Daily Briefing: Thurs.
EMERGING MARKET: The likelihood of a White House farmers market seems to be growing. Green thumbs have been flying across keyboards and cell phones since President Obama first planted the seed in the public's mind a few weeks ago, mentioning that he and First Lady Michelle Obama have been considering opening a farmers market near the White House. A nonprofit group called Fresh Farm Markets — which is working with the Obamas, according to city officials — has filed an application to close Vermont Avenue north of the White House on Thursday afternoons through Oct. 29, and Obama chef/garden consultant Sam Kass has appeared at public meetings to support the proposal. While Michelle Obama has become a home-gardening hero around the country for her White House vegetable garden, and has made improving national nutrition her top issue, she and other White House officials are denying that she's behind the farmers market. (Sources: Washington Post, Guardian, DCist)

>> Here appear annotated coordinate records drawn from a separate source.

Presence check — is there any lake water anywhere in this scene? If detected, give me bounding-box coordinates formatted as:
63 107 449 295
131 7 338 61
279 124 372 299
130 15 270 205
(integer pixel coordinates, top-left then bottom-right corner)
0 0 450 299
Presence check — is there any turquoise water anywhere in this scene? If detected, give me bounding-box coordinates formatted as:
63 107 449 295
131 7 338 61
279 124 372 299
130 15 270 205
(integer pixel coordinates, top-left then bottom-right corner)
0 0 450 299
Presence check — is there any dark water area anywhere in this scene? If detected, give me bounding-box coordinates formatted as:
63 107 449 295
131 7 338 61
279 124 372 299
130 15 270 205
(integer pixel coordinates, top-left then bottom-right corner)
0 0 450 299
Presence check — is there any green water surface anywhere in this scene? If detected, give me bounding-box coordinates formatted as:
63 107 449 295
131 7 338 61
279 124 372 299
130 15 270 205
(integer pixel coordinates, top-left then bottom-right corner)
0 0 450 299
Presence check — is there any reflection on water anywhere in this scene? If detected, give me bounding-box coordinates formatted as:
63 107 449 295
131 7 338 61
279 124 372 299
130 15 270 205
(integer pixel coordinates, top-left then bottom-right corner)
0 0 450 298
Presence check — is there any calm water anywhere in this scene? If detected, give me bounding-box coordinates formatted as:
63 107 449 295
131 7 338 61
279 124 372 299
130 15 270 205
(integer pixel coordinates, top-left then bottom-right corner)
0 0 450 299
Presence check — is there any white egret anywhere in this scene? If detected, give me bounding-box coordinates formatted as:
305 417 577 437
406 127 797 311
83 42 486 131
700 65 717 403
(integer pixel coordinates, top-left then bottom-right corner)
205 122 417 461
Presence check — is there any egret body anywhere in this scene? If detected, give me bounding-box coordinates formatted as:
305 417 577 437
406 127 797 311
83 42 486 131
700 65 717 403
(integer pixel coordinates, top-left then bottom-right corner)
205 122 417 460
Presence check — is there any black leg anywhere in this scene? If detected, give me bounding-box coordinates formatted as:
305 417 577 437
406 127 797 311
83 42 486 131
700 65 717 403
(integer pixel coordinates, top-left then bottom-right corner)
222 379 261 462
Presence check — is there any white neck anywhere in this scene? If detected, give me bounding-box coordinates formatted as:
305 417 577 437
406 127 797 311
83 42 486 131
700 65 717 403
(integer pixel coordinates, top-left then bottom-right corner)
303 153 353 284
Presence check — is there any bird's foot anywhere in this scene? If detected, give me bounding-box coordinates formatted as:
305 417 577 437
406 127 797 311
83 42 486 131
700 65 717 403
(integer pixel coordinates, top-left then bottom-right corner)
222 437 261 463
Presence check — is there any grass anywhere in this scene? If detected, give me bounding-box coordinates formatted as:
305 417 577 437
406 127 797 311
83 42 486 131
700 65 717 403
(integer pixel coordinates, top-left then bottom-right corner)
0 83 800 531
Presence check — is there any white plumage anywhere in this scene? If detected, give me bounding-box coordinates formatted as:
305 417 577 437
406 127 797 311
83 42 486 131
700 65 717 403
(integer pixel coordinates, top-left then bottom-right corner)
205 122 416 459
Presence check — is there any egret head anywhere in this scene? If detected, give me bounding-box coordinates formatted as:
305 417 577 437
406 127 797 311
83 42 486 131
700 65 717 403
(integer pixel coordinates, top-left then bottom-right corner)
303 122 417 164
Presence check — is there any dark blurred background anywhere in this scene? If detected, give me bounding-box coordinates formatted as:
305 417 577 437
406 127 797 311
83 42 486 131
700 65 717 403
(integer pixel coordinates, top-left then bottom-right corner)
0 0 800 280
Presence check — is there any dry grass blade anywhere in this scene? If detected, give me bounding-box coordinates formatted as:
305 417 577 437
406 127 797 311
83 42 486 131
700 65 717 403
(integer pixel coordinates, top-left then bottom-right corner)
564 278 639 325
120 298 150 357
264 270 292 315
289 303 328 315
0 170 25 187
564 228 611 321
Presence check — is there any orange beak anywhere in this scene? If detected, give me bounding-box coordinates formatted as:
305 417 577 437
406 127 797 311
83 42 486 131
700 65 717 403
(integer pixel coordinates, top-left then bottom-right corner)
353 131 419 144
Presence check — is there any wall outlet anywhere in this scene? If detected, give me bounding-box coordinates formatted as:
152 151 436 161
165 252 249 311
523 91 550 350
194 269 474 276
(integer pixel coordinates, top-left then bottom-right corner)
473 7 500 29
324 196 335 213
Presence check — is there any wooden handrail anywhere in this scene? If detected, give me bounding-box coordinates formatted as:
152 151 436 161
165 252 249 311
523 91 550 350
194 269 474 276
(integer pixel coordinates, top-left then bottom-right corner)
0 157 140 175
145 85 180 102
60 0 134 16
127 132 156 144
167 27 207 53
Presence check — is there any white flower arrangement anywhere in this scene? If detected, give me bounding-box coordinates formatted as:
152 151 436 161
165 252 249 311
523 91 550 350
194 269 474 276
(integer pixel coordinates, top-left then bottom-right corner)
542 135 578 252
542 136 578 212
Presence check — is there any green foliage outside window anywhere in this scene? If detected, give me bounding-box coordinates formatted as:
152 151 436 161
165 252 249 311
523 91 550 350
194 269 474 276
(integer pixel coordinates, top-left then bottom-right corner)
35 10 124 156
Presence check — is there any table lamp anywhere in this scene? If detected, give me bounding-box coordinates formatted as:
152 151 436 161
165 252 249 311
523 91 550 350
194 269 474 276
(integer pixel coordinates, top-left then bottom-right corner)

GRAY AREA: A federal judge has ruled that gray wolf hunts can continue in the Northern Rockies, where the animal was virtually wiped out a few decades ago and was removed from the endangered species list just a few months ago. U.S. District Judge Donald Molloy shot down an attempt by conservation groups to stop the hunts, citing biologists who say gray wolf populations could sustain up to a 30 percent yearly kill rate without long-term harm. (Current plans involve killing 1,350 wolves, a roughly 20 percent reduction.) While that left some conservationists howling, Molloy still threw them a bone — he pointed out that the Fish and Wildlife Service apparently broke the law by delisting the wolf in Idaho and Montana but not Wyoming. "The service has distinguished a natural population of wolves based on a political line, not the best available science," he said. "That, by definition, seems arbitrary and capricious." It could also help the ongoing lawsuit against the FWS, in which various groups are trying to get the gray wolf relisted as an endangered species. Four gray wolves have already been shot in Idaho since that state's season began Sept. 1, and Montana's season is scheduled to begin next week. (Sources: Associated Press, Los Angeles Times, Christian Science Monitor, Seattle Post Intelligencer)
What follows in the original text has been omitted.